ORDER DENYING DEFENDANT'S MOTION TO DISMISS PLAINTIFF'S FIRST AMENDED COMPLAINT (DOC. NO 23)
This matter is before the court on the motion to dismiss filed by defendant Northern California Fertility Medical Center on January 1, 2023. (Doc No. 23.) On March 22, 2023, the pending motion was taken under submission on the papers. (Doc. No 32.) For the reasons explained below, defendant's motion to dismiss will be denied.
On December 19, 2022, plaintiff Jane Doe filed her operative first amended complaint (“FAC”), alleging that defendant failed to safeguard her sensitive medical information from cybercriminals. (Doc. No. 16.) In her FAC plaintiff alleges the following.
Defendant is a fertility clinic offering a full range of infertility services, including reversals of tubal ligations or vasectomies, ovulation induction, artificial insemination, in vitro fertilization (“IVF”), and IVF with egg donation and egg freezing. (Id. at ¶ 9.) As a healthcare provider, defendant creates, maintains, preserves, and stores highly sensitive information regarding its patients' fertility treatments. (Id. at ¶¶ 11-12.)
Plaintiff is a former patient of defendant's and paid defendant in exchange for fertility treatment. (Id. at ¶¶ 2, 81.) In order to receive this treatment, plaintiff was required to provide sensitive information to defendant and permit it to store that information in digital files. (Id. at ¶ 82.) Plaintiff believed that defendant would implement reasonable safeguards to keep her information secure. (Id. at ¶ 83.) Had plaintiff known defendant would fail to do so, she never would have contracted with defendant, let alone paid the full market price for defendant's services. (Id. at ¶ 84.) Concerned about the privacy of her information, plaintiff instructed defendant to delete her data and cease all contact with her in or around 2020. (Id. at ¶ 2.)
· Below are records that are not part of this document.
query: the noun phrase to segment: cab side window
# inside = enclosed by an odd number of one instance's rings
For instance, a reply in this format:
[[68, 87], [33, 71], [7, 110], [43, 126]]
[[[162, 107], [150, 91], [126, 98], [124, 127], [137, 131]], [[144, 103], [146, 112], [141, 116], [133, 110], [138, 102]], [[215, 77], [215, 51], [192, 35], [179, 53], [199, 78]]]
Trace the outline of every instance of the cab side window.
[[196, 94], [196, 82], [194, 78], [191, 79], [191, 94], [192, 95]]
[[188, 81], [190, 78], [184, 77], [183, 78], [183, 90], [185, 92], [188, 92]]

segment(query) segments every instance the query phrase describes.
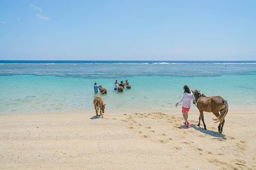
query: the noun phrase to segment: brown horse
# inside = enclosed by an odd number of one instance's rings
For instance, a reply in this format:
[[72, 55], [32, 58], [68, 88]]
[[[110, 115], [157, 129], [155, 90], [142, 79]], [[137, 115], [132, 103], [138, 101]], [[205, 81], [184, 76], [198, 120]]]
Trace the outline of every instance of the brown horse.
[[95, 109], [95, 112], [96, 112], [96, 117], [98, 116], [98, 111], [100, 110], [100, 117], [101, 116], [101, 118], [103, 118], [102, 113], [104, 113], [105, 110], [105, 105], [106, 105], [103, 104], [103, 100], [100, 97], [95, 97], [93, 99], [93, 104], [94, 105], [94, 108]]
[[123, 88], [124, 88], [124, 81], [121, 81], [121, 83], [119, 83], [118, 85], [119, 86], [122, 86]]
[[127, 85], [127, 84], [128, 83], [128, 80], [125, 80], [125, 82], [124, 83], [123, 83], [123, 87], [124, 88], [124, 86]]
[[123, 92], [124, 91], [124, 88], [123, 86], [120, 86], [119, 84], [118, 86], [117, 87], [117, 90], [118, 92]]
[[[192, 91], [196, 98], [196, 100], [193, 101], [193, 103], [195, 104], [196, 102], [196, 107], [200, 112], [199, 123], [197, 126], [200, 126], [200, 122], [202, 119], [204, 129], [207, 130], [204, 119], [204, 112], [212, 112], [217, 117], [217, 118], [213, 119], [214, 120], [216, 121], [214, 123], [220, 122], [218, 129], [219, 132], [221, 133], [223, 130], [224, 123], [225, 122], [224, 119], [228, 110], [228, 103], [220, 96], [207, 97], [203, 94], [201, 94], [200, 91], [200, 90], [198, 91], [197, 90], [195, 90], [194, 91]], [[220, 113], [220, 115], [219, 113]]]
[[99, 87], [101, 88], [101, 89], [100, 90], [100, 93], [101, 93], [101, 94], [102, 95], [103, 95], [103, 94], [107, 94], [107, 89], [105, 89], [105, 88], [102, 88], [102, 86], [101, 86], [101, 85], [99, 85]]
[[126, 84], [126, 89], [131, 89], [132, 88], [132, 86], [131, 86], [131, 85], [129, 85], [129, 83], [127, 82], [127, 84]]

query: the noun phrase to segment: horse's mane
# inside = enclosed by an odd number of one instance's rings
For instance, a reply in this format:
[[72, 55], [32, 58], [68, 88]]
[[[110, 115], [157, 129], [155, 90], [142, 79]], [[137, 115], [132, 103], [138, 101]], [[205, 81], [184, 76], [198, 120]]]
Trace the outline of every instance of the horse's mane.
[[201, 97], [206, 97], [206, 96], [205, 95], [204, 95], [204, 93], [203, 93], [202, 94], [200, 94], [200, 95], [199, 95], [199, 96], [201, 96]]

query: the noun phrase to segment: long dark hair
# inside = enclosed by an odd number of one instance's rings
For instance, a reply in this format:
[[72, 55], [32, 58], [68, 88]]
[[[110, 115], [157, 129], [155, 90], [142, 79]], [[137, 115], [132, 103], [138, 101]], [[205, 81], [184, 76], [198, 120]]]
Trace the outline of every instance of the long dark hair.
[[187, 85], [184, 86], [184, 87], [183, 87], [183, 89], [184, 89], [184, 93], [186, 92], [188, 93], [191, 93], [190, 91], [190, 90], [189, 90], [189, 88], [188, 88], [188, 86]]

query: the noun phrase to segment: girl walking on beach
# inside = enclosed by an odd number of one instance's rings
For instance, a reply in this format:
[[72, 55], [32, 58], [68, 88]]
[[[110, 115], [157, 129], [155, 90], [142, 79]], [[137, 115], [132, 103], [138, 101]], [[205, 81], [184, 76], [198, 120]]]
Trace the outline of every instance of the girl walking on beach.
[[190, 91], [189, 88], [187, 85], [185, 85], [183, 87], [184, 89], [184, 93], [181, 96], [180, 100], [179, 100], [175, 106], [177, 107], [179, 103], [182, 102], [182, 115], [183, 118], [185, 120], [185, 122], [183, 123], [186, 125], [186, 126], [188, 127], [189, 125], [189, 123], [188, 121], [188, 113], [189, 111], [190, 106], [190, 101], [191, 99], [194, 100], [196, 100], [193, 94]]

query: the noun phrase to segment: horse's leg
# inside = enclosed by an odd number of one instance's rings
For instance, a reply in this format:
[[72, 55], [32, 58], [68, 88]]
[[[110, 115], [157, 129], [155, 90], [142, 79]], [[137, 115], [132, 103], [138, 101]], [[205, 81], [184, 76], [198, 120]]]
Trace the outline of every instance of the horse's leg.
[[96, 105], [94, 105], [94, 108], [95, 109], [95, 112], [96, 112], [96, 117], [97, 117], [97, 112], [98, 112], [98, 111], [97, 110], [97, 104], [96, 104]]
[[[220, 116], [220, 114], [219, 113], [213, 113], [213, 114], [215, 115], [215, 116], [217, 117]], [[219, 133], [220, 133], [220, 126], [221, 125], [221, 124], [220, 123], [220, 124], [219, 124], [219, 126], [218, 126], [218, 131], [219, 131]]]
[[199, 122], [198, 123], [198, 124], [197, 124], [197, 126], [200, 126], [200, 122], [201, 121], [201, 117], [200, 116], [200, 115], [199, 115]]
[[222, 130], [223, 130], [223, 126], [224, 126], [224, 123], [225, 123], [225, 120], [223, 119], [223, 122], [222, 122], [221, 125], [221, 128], [220, 129], [220, 131], [219, 131], [219, 133], [222, 133]]
[[200, 112], [200, 117], [201, 117], [201, 118], [202, 119], [202, 121], [203, 121], [203, 123], [204, 124], [204, 129], [205, 130], [207, 130], [207, 129], [206, 128], [206, 125], [205, 125], [205, 124], [204, 123], [204, 111], [203, 110], [199, 110]]
[[100, 109], [100, 117], [101, 116], [101, 118], [103, 118], [103, 116], [102, 116], [102, 111], [101, 111], [101, 108]]

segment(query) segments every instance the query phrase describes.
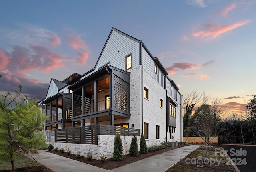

Given the type of data that defendant collected and stored, it was highly foreseeable that criminals would attempt to access defendant's servers. (Id. at ¶ 13.) Hackers are drawn to databases containing information with high value on secondary black markets, such as intimate and health-related data. (Id. at ¶ 14.) Indeed, the healthcare industry has faced more data breaches than any other industry, and data breaches are a well-known threat in the field. (Id. at ¶¶ 16-17.)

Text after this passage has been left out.